As far as the fees, Tom [Reavely] had told me when this started that he would charge me $200-300 to do this. I do realize there has been more work involved so I am willing to negotiate on this, but I will be honest, not willing to pay the usual fee. . . . It seems there has been miscommunication in all of this. Paying off mom’s debt with money that should not have been part of the estate was one of the issues that has arisen.
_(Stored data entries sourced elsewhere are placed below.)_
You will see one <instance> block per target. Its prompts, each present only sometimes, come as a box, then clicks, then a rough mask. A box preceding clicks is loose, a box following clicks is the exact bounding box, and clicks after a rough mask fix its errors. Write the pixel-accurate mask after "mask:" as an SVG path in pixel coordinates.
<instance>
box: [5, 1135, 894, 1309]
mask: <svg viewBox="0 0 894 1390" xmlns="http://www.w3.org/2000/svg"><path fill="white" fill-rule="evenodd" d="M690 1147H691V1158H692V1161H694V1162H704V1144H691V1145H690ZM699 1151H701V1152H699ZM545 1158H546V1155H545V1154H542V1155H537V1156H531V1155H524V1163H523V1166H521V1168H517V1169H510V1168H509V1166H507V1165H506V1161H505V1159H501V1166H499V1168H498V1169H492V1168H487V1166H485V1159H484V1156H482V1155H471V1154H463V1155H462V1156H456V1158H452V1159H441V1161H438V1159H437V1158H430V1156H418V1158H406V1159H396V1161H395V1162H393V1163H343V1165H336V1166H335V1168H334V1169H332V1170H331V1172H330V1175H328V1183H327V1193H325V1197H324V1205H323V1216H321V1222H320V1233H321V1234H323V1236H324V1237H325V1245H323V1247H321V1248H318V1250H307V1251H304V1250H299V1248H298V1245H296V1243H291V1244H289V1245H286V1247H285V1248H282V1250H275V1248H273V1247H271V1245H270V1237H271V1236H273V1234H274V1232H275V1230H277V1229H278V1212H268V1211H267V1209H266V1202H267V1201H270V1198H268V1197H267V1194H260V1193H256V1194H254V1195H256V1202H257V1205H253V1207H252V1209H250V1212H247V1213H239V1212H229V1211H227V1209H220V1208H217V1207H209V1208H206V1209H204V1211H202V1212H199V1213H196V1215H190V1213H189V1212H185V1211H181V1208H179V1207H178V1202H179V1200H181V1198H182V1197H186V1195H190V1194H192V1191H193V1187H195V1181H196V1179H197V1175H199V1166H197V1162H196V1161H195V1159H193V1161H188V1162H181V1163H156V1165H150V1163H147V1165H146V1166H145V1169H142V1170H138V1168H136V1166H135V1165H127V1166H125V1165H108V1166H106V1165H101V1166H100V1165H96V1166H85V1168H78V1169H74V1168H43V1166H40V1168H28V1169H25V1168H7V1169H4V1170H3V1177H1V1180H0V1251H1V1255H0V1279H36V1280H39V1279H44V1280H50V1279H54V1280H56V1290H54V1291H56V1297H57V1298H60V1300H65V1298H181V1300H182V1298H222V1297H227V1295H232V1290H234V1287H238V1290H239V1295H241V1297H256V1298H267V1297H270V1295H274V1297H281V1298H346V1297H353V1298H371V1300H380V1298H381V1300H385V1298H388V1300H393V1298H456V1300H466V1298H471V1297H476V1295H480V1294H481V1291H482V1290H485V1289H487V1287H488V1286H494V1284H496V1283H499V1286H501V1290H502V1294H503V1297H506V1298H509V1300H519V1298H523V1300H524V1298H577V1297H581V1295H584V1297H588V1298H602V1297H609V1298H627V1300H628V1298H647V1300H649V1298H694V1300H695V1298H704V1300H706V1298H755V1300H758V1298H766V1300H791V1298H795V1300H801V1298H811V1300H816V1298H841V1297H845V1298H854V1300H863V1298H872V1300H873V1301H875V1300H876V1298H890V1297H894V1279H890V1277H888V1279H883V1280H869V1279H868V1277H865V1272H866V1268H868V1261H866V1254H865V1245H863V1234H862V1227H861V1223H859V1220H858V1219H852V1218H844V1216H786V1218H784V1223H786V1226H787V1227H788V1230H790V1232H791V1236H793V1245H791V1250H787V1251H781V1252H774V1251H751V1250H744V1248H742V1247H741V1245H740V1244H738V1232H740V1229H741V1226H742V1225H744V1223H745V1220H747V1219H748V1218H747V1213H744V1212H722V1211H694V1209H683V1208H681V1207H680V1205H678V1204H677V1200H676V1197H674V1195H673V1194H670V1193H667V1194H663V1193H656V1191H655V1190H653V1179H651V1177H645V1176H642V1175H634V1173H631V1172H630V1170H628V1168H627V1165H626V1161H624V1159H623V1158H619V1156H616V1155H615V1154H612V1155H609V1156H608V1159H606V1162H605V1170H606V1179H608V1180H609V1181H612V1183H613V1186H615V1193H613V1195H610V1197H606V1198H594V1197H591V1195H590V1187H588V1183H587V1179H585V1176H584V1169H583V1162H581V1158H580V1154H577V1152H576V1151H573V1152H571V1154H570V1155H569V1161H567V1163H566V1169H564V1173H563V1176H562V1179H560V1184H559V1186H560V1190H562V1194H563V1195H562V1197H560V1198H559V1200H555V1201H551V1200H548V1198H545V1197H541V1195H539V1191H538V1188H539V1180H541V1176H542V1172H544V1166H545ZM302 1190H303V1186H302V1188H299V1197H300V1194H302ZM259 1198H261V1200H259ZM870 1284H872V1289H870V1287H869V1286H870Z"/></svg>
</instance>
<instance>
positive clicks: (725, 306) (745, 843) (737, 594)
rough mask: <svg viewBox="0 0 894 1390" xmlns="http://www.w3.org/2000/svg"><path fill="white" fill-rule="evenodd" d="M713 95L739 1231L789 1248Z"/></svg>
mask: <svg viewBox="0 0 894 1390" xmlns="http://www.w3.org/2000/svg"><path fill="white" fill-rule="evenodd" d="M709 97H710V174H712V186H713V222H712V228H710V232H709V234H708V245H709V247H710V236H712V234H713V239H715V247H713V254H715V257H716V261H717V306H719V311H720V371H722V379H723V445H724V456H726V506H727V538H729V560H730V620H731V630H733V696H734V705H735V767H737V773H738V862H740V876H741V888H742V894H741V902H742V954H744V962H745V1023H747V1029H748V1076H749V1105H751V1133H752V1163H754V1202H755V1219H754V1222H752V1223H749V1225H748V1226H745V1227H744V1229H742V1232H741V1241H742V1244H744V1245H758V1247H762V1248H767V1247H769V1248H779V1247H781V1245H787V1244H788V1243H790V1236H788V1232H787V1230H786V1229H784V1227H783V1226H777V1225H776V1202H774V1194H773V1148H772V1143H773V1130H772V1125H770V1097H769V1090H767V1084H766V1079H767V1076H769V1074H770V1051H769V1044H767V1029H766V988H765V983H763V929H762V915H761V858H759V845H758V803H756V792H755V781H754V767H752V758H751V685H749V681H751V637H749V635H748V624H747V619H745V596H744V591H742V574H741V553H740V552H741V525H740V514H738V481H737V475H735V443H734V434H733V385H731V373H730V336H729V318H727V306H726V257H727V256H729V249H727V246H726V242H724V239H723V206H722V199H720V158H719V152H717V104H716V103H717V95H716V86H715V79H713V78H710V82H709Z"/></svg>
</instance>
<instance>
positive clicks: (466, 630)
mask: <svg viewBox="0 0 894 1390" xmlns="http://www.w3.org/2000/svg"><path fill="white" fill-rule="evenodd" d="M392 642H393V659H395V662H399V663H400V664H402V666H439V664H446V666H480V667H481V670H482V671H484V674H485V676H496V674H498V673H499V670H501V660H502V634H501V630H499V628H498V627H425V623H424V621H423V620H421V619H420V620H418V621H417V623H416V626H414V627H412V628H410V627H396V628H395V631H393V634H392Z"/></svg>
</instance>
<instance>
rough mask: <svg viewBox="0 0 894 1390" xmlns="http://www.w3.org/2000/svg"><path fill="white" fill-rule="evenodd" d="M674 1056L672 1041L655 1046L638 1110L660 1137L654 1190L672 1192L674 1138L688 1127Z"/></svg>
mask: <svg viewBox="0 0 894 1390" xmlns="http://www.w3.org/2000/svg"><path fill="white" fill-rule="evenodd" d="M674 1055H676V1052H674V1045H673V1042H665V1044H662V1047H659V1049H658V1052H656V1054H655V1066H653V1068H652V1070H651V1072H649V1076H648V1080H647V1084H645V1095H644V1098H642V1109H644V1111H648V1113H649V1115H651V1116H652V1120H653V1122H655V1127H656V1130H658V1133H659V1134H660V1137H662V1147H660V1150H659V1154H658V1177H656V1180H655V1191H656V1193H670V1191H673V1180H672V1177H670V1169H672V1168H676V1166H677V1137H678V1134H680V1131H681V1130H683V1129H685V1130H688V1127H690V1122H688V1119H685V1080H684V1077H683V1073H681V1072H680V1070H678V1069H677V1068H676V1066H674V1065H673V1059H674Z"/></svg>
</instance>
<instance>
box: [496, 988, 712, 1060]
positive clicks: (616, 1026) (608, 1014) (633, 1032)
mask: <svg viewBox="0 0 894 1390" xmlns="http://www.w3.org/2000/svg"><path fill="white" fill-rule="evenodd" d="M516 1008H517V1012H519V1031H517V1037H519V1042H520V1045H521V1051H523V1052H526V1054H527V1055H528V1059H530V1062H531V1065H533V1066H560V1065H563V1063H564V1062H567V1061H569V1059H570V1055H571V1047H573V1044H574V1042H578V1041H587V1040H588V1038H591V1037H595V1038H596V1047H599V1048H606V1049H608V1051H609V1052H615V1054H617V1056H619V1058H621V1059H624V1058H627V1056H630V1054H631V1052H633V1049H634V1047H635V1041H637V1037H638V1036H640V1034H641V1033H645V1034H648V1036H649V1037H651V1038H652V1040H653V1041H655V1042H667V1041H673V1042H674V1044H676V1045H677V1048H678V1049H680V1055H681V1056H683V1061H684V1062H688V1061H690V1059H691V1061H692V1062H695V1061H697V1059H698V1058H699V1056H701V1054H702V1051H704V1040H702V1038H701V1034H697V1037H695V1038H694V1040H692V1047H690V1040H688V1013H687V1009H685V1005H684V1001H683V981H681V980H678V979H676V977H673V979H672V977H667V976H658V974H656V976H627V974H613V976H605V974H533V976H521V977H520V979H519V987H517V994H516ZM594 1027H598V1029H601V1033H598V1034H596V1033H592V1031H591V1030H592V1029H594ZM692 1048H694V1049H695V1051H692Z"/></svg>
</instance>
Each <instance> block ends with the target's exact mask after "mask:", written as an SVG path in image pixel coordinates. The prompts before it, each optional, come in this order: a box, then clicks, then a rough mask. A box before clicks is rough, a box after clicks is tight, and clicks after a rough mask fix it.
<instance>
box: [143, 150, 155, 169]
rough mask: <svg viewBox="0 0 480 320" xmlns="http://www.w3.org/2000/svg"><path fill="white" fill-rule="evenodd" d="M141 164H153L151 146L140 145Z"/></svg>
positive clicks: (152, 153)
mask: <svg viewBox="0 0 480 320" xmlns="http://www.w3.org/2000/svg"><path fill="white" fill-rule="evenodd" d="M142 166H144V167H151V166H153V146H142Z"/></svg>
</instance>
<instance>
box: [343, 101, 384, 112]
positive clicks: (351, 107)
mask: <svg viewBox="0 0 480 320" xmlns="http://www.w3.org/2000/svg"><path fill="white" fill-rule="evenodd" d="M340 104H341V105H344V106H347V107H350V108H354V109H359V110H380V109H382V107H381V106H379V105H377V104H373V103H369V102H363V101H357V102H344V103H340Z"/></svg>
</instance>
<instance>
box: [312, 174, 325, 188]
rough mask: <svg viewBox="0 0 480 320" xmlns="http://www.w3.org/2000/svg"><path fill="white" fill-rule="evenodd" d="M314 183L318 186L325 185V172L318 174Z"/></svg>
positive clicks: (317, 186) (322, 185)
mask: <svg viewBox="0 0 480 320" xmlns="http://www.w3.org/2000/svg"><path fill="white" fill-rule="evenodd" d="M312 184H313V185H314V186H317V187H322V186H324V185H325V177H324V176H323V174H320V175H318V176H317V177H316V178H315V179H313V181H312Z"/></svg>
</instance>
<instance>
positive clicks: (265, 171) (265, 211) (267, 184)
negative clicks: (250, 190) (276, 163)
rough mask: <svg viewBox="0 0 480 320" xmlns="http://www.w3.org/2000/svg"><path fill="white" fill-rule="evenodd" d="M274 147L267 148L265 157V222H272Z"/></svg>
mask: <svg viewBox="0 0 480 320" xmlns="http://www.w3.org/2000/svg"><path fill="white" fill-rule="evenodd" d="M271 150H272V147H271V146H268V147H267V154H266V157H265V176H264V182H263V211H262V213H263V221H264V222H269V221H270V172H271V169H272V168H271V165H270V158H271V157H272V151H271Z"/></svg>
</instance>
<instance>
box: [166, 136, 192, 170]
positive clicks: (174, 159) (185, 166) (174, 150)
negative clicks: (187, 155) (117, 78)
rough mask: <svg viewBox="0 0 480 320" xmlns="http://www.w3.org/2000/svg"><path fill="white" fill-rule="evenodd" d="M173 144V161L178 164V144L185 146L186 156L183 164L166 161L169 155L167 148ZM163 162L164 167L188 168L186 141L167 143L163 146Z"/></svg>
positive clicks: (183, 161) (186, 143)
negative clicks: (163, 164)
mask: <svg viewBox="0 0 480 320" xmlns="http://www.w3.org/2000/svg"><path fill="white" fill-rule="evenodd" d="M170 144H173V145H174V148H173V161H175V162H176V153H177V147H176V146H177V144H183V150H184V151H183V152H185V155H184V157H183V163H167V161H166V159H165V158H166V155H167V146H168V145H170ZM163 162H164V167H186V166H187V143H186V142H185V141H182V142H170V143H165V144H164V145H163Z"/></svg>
Gary and I have talked through this and what is done is done, but please take these kinds of things into consideration when setting the fee.

(e) The exempt proceeds were deposited in my personal account and commingled with my personal funds. Expenses were paid out of my personal account. .... (g) At the time the estate was opened, Mr. Gately told me to pay all bills and I could keep the remaining money. In December of 2008, he told me to pay the U.S. Bank credit card and that I could forward any other creditors to him. I told him all other bills had been paid. 4

In a March 26, 2010 note to Gately, Skadburg wrote, “One other

question—is any of the money paid to the creditors refundable since those

should not have been paid out of the estate assets?”

On August 18, 2010, the probate court entered an order approving the

administrator’s final report, discharging the administrator, and closing the estate.

In a letter dated August 31, 2010, Gately wrote to Skadburg: “Enclosed for

your records is the Order of the Court Approving Final and Supplemental Final

Reports and discharging Administrator. In essence, this is the final step and the

estate is now closed and you are discharged as the Administrator.”

On August 19, 2015, Skadburg filed a petition at law asserting Gately was

negligent in his representation of the administrator. Gately answered, asserting

the action was barred by Iowa Code section 614.1 (2007), which provides a five-

year statute of limitations. Gately filed a motion for summary judgment, asserting

the action was filed beyond the statute of limitations. Gately asserted the latest

date on which the action accrued was August 18, 2010, and therefore, even

calculated most favorably to Skadburg, the August 19, 2015 filing of the action

was one day after the limitations period had run.

Skadburg resisted, asserting the petition was “submitted to the clerk of

court on August 18, 2015,” and Gately represented Skadburg “with regard to the

probate of the Estate . . . until August 31, 2010.”

The district court concluded Skadburg knew Gately had given her

incorrect advice regarding the administration of the estate on December 29,

2009, as evidenced by her email. Alternatively, the court concluded she

demonstrated actual or imputed knowledge that Gately had given her incorrect 5

advice on March 26, 2010, as evidenced by her statement in the email—“since

those should not have been paid out of the estate assets.” In either event, the

five-year statute of limitations had run before the filing of the suit.

Skadburg appeals, asserting she was not aware of all elements of her

legal-malpractice claim until after Gately’s representation ceased and the

principle of continuous representation avoids the statute of limitations.

II. Scope and Standard of Review.

We review grants of summary judgment for correction of errors at law. Vossoughi v. Polaschek, 859 N.W.2d 643, 649 (Iowa 2015). “Summary judgment is appropriate when there is no genuine issue of material fact and the moving party is entitled to judgment as a matter of law.” Amish Connection, Inc. v. State Farm Fire & Cas. Co., 861 N.W.2d 230, 235 (Iowa 2015). We view the facts in the light most favorable to the nonmoving party. Veatch v.